The representation of the lilies that came to stand as a symbol of the French monarchy by the twelfth century was already in place—it would seem to be the case, at least—at the time of the birth of Jesus of Nazareth. The fleurs-de-lis were there, too, in a Fouquet painting of Charlemagne’s coronation in 800. Fouquet wasn’t the only French medieval painter to use the regnal symbol so freely, but he was by far the one who used it to greatest effect.

Paging through Erik Inglis’s Jean Fouquet and the Invention of France  (Yale University Press, 2011), one sees that in many different settings—coronations, crusades, courtly activities—the lilies were often present and accounted for. It was a hermit who first received the fleurs-de-lis from an angel descending from heaven. The hermit then passed them on to Clothilde, wife of Clovis, the King of the Franks, who converted to Christianity and ruled Gaul. Clovis in turn received the lilies from Clothilde.This concept of religion royale pervades Fouquet’s work, especially the miniatures that illustrated Grandes Chroniques de France and the Chevalier Hours. As one French dynasty led to another, from Merovingian to Carolingian to Capetian to Valois, religion and royalty were inextricable, with the growing implication that the French were the new chosen ones.

During the Hundred Years’ War, the English, seeing what power the fleurs-de-lis had in France, tried to shore up their claim to the French throne by employing the French symbol on a poster displaying Henry VI’s genealogy.

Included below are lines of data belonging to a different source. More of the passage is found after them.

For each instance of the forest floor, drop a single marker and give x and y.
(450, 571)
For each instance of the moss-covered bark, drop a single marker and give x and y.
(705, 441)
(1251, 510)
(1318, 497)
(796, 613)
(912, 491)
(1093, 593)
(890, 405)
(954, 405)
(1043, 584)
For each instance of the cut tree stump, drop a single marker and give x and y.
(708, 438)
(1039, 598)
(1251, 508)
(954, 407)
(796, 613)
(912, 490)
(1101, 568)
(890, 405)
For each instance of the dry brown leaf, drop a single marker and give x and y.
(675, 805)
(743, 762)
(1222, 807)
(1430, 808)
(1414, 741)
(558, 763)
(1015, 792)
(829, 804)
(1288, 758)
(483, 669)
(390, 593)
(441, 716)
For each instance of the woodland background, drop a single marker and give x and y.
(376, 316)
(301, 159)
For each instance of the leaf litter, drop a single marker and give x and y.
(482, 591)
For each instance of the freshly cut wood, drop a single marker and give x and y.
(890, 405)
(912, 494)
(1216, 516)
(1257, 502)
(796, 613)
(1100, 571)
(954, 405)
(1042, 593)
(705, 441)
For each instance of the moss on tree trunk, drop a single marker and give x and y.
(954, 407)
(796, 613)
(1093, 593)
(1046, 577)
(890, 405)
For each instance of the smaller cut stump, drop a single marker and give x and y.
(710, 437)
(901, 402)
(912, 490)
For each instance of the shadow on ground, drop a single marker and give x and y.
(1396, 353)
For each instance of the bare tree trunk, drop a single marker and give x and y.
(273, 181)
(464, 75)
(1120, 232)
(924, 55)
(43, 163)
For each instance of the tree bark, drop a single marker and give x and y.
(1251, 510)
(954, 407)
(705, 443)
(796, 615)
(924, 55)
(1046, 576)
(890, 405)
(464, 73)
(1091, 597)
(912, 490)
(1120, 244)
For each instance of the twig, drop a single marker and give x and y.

The poster didn’t survive, but mention of it appears on the frontispiece to John Talbot’s Shrewsbury Book. The appropriation of the fleurs-de-lis prompted one miffed Frenchman of the day to lament that the English, uniting genealogy and heraldry so deftly, established their false claims in “the most beautiful and notable books that they could make.”

Inglis’s sumptuously illustrated book on Fouquet, funded in part by a grant from NEH, has much more to say on the painter, plumbing the deep reservoir of his genius—the unifying influence in his work, for instance, of both Flemish and Italian masters—but his hand in creating a French national identity may have been his crowning achievement.